Andy Gouck

Personal information
- Full name: Andrew Scott Gouck
- Date of birth: 8 June 1972 (age 53)
- Place of birth: Blackpool, England
- Position: Midfielder

Senior career*
- Years: Team / Apps / (Gls)
- 1990–1996: Blackpool / 148 / (22)
- 1996–1998: Rochdale / 42 / (5)
- 1998–2001: Southport / 91 / (4)
- 2001–2003: Morecambe / 42 / (4)
- 2003–2004: Accrington Stanley / 26 / (5)
- 2004–2005: Fleetwood Town / ? / (?)
- Total:  / 315 / (40)

= Andy Gouck =

English footballer

Andrew Scott Gouck (born 8 June 1972 in Blackpool, Lancashire) is an English former professional footballer who played as a midfielder.

== Playing career ==
In June 1988, Gouck started his career as a trainee at his hometown club, Blackpool. He played 148 league games, in which he scored 22 goals, and played four FA Cup games. He also captained the side on a few occasions.

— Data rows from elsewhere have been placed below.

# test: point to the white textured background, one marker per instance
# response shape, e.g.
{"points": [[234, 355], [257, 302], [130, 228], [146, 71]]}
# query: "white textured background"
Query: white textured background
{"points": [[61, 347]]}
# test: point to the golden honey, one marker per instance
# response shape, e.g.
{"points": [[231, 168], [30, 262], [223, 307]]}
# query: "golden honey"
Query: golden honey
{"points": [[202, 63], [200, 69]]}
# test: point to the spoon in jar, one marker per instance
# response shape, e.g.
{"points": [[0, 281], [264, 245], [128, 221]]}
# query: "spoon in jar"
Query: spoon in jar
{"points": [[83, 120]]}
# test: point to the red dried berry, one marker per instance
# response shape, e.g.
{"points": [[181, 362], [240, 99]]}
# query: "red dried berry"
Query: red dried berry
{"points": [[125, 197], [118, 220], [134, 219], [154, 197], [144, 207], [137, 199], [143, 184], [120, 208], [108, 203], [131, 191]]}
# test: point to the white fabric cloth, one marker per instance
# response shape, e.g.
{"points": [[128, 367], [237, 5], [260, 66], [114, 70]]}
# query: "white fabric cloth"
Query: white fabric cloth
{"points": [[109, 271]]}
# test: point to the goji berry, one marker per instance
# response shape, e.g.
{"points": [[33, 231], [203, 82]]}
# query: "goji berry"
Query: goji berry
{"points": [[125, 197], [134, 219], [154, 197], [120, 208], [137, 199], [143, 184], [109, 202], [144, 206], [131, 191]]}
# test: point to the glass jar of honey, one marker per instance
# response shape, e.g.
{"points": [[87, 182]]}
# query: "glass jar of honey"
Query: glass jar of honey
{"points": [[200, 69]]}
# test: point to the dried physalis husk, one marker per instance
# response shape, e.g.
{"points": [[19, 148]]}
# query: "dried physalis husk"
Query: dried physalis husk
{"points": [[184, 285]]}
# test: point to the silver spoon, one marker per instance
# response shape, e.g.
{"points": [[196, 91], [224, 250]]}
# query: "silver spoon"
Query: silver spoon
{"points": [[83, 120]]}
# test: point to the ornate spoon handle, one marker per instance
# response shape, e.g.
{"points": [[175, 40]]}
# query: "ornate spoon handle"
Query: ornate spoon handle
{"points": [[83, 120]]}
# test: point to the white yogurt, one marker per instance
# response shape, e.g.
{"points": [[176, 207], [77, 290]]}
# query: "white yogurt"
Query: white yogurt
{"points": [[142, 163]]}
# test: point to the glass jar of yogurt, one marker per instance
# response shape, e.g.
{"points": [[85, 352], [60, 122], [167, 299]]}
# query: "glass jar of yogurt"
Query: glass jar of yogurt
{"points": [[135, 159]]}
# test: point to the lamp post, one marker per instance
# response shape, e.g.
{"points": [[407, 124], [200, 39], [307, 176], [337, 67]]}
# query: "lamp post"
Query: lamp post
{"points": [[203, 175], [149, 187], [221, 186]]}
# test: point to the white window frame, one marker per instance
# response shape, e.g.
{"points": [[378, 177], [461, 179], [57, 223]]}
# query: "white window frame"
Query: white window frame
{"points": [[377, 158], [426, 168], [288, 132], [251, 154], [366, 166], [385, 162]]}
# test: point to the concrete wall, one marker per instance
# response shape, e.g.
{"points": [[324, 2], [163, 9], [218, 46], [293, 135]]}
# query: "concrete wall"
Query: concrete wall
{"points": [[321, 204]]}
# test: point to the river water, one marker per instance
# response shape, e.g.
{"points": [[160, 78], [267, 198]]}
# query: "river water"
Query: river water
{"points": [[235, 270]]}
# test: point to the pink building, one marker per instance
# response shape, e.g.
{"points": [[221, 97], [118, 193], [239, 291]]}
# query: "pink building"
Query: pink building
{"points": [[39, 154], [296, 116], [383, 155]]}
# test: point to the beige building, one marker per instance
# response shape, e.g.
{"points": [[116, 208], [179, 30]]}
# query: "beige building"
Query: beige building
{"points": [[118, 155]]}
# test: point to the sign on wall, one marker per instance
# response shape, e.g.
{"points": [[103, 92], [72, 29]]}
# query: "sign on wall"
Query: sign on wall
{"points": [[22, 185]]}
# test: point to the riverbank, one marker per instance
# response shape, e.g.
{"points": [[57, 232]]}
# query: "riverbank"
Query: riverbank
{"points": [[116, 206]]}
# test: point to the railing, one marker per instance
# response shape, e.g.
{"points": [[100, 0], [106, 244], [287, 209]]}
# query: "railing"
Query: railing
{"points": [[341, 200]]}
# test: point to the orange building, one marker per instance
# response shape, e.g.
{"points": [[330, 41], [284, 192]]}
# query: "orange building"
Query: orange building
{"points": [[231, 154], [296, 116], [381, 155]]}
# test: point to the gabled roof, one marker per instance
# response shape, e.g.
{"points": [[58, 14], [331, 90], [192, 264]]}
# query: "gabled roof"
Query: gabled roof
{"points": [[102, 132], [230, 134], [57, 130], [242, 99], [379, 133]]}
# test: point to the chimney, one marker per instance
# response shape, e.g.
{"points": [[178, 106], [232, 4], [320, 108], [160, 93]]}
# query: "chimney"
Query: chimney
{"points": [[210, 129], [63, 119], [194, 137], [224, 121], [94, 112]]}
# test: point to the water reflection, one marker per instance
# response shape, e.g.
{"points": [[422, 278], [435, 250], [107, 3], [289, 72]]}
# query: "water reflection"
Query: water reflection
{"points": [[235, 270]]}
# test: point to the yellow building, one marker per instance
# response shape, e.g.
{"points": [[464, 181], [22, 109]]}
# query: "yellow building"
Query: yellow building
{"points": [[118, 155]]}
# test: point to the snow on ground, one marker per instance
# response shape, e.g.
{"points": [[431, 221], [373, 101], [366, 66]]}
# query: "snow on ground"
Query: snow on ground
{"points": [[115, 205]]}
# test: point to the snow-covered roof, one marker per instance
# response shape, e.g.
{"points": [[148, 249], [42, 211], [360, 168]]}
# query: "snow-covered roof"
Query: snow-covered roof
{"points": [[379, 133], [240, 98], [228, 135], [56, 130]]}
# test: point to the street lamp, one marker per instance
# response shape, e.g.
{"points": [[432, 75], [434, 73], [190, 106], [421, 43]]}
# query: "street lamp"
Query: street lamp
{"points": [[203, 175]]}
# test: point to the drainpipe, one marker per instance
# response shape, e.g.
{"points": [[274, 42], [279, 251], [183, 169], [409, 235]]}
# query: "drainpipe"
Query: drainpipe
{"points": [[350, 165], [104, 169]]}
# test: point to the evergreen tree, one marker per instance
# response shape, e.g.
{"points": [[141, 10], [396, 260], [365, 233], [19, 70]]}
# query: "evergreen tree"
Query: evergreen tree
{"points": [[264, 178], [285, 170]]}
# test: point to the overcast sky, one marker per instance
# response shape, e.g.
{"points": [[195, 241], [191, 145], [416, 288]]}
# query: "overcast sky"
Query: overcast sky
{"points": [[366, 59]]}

In July 1996, Gouck moved to Rochdale. During two seasons at Spotland, he played 42 games and scored five goals. After two successful seasons with Rochdale, Gouck was released.

He then moved to Southport in the Conference National. He spent three seasons with the Sandgrounders, playing 90 league matches (plus 1 as sub) and scoring four goals, before being released in May 2001.

The same month he signed a two-year contract with fellow Conference National club, Morecambe, where he scored four goals in 42 appearances.

After a loan spell with Accrington Stanley then in the Northern Premier League in 2002, he signed permanently with the club in January 2003.

During his time with Stanley, he scored five league goals in 26 matches. In November 2003 he scored an injury-time goal for Stanley, by then in the Conference National, as they beat Third Division Huddersfield Town 1–0 in the first round of the 2003–04 FA Cup, live on the BBC. Later that month, however, Gouck was found guilty of drink driving in Blackpool, after he had narrowly avoided a head-on collision with a police car in the resort. He was twice the alcohol limit and he was banned from driving. In March 2004 he was hospitalised in Victoria Hospital, Blackpool, for five days suffering from viral pneumonia.

Gouck left Stanley in May 2004 and then had a spell with Fleetwood Town.

==Post-retirement==
Gouck played much of his football career part-time while balancing a role as a social worker, a job he now does full-time.

Now retired from professional football he lives back in his hometown of Blackpool where he plays Sunday League football, for Bloomfield Veterans FC, in the Blackpool & Fylde Sunday League Alliance Division One, who he has played for since July 2006. The club are managed by his father, Duncan. His younger brother, Ross, also plays for the club, as does fellow former Blackpool player Neil Mitchell.